Lors d’une visite en Slovénie, Rutte a expliqué que cette initiative conjointe permettra de coordonner les systèmes de détection, d’interception et de neutralisation de drones à travers les pays membres. « Les drones représentent l’un des défis les plus urgents pour notre sécurité collective. L’Europe doit se doter d’un bouclier intégré capable de détecter et de contrer ces menaces avant qu’elles ne frappent », a-t-il déclaré.
Le projet, soutenu par plusieurs États membres de l’OTAN et de l’UE, comprendrait le déploiement d’un réseau de radars, de capteurs électroniques et de systèmes anti-aériens le long du flanc oriental de l’Europe — de la mer Baltique jusqu’à la mer Noire. Ce dispositif vise à contrer non seulement les drones militaires utilisés par des puissances étrangères, mais aussi les appareils civils détournés à des fins terroristes ou de sabotage.

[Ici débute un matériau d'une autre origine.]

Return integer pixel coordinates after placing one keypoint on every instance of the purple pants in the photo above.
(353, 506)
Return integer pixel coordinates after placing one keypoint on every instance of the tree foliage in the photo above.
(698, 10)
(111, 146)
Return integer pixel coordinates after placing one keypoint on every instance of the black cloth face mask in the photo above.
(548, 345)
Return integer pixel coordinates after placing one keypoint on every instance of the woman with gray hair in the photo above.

L’annonce intervient dans un contexte de forte préoccupation face aux nouvelles capacités offensives de la Russie, de l’Iran et de groupes non étatiques utilisant des drones de reconnaissance et d’attaque. Selon l’OTAN, les incidents impliquant des appareils sans pilote à proximité d’infrastructures critiques européennes, notamment dans les domaines de l’énergie et des télécommunications, se sont multipliés au cours de l’année.

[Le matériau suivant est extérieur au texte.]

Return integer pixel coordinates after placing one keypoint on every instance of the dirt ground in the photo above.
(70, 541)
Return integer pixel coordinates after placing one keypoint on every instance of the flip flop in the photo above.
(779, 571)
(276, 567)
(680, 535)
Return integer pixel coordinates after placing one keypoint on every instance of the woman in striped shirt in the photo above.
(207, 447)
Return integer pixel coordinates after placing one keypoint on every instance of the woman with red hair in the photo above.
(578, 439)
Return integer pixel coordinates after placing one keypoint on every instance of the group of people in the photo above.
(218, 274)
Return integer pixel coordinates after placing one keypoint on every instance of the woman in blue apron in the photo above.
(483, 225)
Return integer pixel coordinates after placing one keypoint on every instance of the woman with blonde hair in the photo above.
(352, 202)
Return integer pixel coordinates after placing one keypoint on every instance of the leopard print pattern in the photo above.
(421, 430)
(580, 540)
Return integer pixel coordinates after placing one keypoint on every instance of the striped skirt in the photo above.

Rutte a précisé que ce mur anti-drones s’inscrit dans une stratégie plus large visant à renforcer la défense aérienne européenne et à accroître la coopération industrielle entre les alliés. L’OTAN espère que ce programme permettra également d’encourager la production conjointe de technologies de défense, afin de réduire la dépendance vis-à-vis des fournisseurs extérieurs.
Ce projet de défense intégrée sera discuté plus en détail lors du prochain sommet de l’OTAN, où les alliés devraient formaliser les modalités de financement et le calendrier de déploiement du dispositif.